The head nurse spoke up
And she said, ‘Leave this one alone.’
She could tell right away
That I was bad to the bone.“
A green Christmas elf wearing a black scarf shot out from under the patrol car shouting “Drive! Drive! Drive!” as he rocketed toward the Hudson pickup.
Floyd turned his back on Boxwine and Spraytan and shouted “Number Four!” as he tossed his guitar into the bed of the truck, leaned forward, dropped his pants and crab-walked a little to the left and a little to the right as he sang, “You can’t touch this!
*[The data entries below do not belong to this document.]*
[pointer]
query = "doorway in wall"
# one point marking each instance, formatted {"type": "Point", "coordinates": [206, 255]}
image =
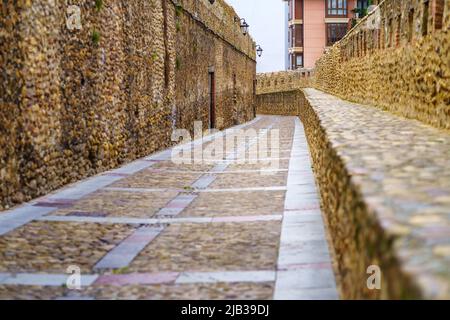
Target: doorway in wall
{"type": "Point", "coordinates": [212, 100]}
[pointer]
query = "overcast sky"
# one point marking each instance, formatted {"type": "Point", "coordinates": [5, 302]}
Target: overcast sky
{"type": "Point", "coordinates": [266, 20]}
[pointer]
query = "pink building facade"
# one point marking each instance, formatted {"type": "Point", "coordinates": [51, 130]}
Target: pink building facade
{"type": "Point", "coordinates": [314, 25]}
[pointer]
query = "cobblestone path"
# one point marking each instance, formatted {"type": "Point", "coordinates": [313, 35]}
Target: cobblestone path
{"type": "Point", "coordinates": [240, 225]}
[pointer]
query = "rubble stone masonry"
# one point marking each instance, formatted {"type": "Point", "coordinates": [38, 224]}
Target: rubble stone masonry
{"type": "Point", "coordinates": [78, 102]}
{"type": "Point", "coordinates": [278, 93]}
{"type": "Point", "coordinates": [403, 66]}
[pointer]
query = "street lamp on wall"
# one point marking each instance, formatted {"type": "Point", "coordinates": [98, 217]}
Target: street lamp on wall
{"type": "Point", "coordinates": [244, 27]}
{"type": "Point", "coordinates": [259, 50]}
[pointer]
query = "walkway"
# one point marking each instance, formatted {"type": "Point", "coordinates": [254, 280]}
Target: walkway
{"type": "Point", "coordinates": [241, 224]}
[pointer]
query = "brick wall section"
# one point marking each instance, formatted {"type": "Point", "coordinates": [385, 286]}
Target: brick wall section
{"type": "Point", "coordinates": [284, 103]}
{"type": "Point", "coordinates": [283, 81]}
{"type": "Point", "coordinates": [72, 106]}
{"type": "Point", "coordinates": [279, 93]}
{"type": "Point", "coordinates": [357, 236]}
{"type": "Point", "coordinates": [404, 67]}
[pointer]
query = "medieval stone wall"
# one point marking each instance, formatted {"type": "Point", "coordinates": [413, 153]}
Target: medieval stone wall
{"type": "Point", "coordinates": [78, 102]}
{"type": "Point", "coordinates": [397, 58]}
{"type": "Point", "coordinates": [283, 81]}
{"type": "Point", "coordinates": [284, 103]}
{"type": "Point", "coordinates": [278, 93]}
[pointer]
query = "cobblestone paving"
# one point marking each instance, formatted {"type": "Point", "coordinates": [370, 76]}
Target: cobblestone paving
{"type": "Point", "coordinates": [221, 228]}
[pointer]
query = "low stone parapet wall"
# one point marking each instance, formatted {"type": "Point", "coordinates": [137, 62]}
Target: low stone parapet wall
{"type": "Point", "coordinates": [385, 189]}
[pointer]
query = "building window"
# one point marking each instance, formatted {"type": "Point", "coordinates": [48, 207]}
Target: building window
{"type": "Point", "coordinates": [296, 61]}
{"type": "Point", "coordinates": [299, 60]}
{"type": "Point", "coordinates": [335, 32]}
{"type": "Point", "coordinates": [299, 9]}
{"type": "Point", "coordinates": [290, 10]}
{"type": "Point", "coordinates": [363, 4]}
{"type": "Point", "coordinates": [337, 8]}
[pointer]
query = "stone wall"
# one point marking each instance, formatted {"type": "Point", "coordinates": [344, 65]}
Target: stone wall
{"type": "Point", "coordinates": [77, 102]}
{"type": "Point", "coordinates": [279, 93]}
{"type": "Point", "coordinates": [403, 66]}
{"type": "Point", "coordinates": [283, 81]}
{"type": "Point", "coordinates": [284, 103]}
{"type": "Point", "coordinates": [358, 236]}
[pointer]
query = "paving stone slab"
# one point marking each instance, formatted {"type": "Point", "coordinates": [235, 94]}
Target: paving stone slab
{"type": "Point", "coordinates": [228, 277]}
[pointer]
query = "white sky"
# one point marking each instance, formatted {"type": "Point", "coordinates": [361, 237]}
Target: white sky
{"type": "Point", "coordinates": [266, 20]}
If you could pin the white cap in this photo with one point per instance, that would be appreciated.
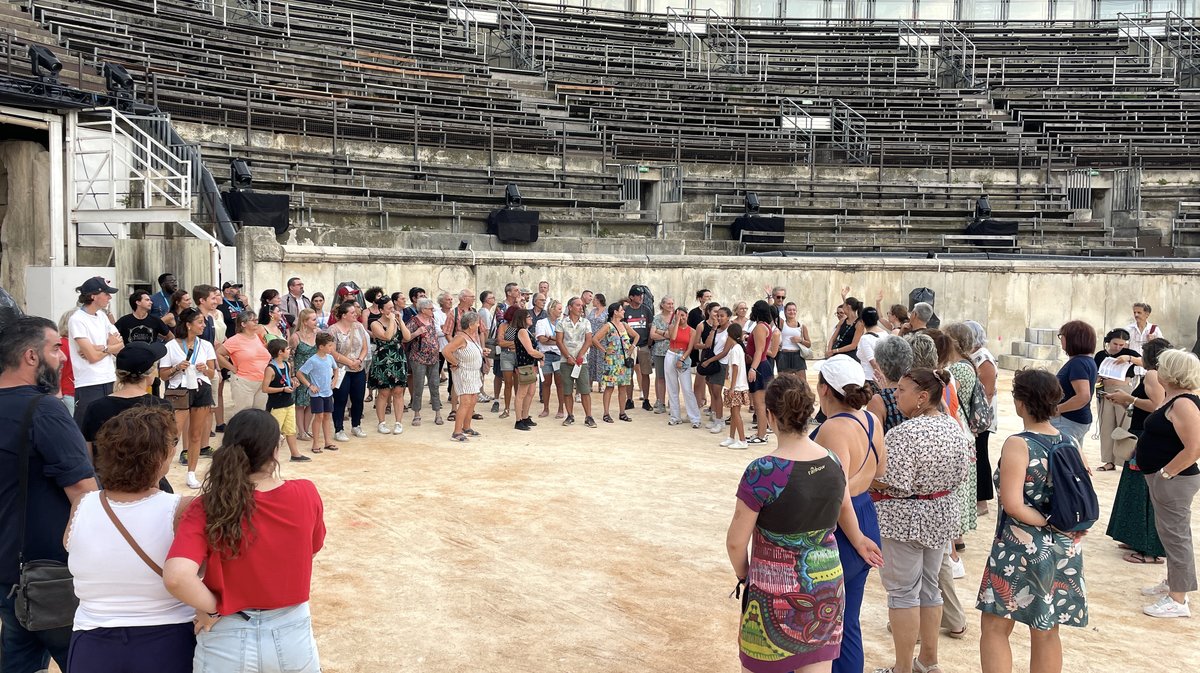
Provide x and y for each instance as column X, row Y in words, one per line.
column 841, row 371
You can’t touch this!”
The gravel is probably still flying where the Hudson took off, but seeing Floyd struggling to catch us with his pants at his knees, I stopped and let him pile into the back of the truck where the girls were laughing hysterically.
The rear-view mirror assured me that Boxwine and Spraytan weren’t chasing Floyd but were quickly fastening their seatbelts in the patrol car, so I resumed our leisurely drive to Hippie Hollow.
Perched on the dash again, Aloha was looking quizzically at Bali and Ha’i as they examined the tubular scarf with the flared ends that Floyd had draped around his neck.
“It’s called a coil wire,” he smiled as he tapped his temple with his forefinger, “and a car can’t run without it.”